At each visit to the midwife or obstetrician the growth of the baby is assessed and plotted on a growth chart, and care should be taken to determine that the baby is growing along its growth chart.
Birth weights may vary, but it is important to determine that your baby is indeed the weight it is destined to be and not smaller or larger.
Baby’s growth can be assessed by measuring the growing abdomen of the mother (symphysis-fundal height) or by way of an ultrasound, which measures the head, abdomen and femur (thigh bone) length of the fetus to determine an estimated fetal weight.
At each visit it is important to discuss the wellbeing of mom and baby and to explore the birth plans.
When you have reached full term and you have not yet delivered, it is important to assess the well-being of your baby in detail to determine if it is safe to continue the pregnancy and await labour.

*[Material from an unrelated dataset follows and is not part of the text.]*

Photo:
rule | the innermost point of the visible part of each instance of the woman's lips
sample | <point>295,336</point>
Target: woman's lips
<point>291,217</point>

At this appointment we would discuss the options of inducing labour is the pregnancy continued into the 42 week.
There are two recommended postnatal appointments.
10 days after delivery, to assess how the feeding is going, the healing of a caesarean section wound or vaginal tear.
6 weeks after delivery. At this it is an important to do a papsmear and discuss contraception (If this has not discussed prior to this appointment)
It is important to contact your health care provider if you are struggling, feeling unwell, if you are concerned about any aspect of your recovery.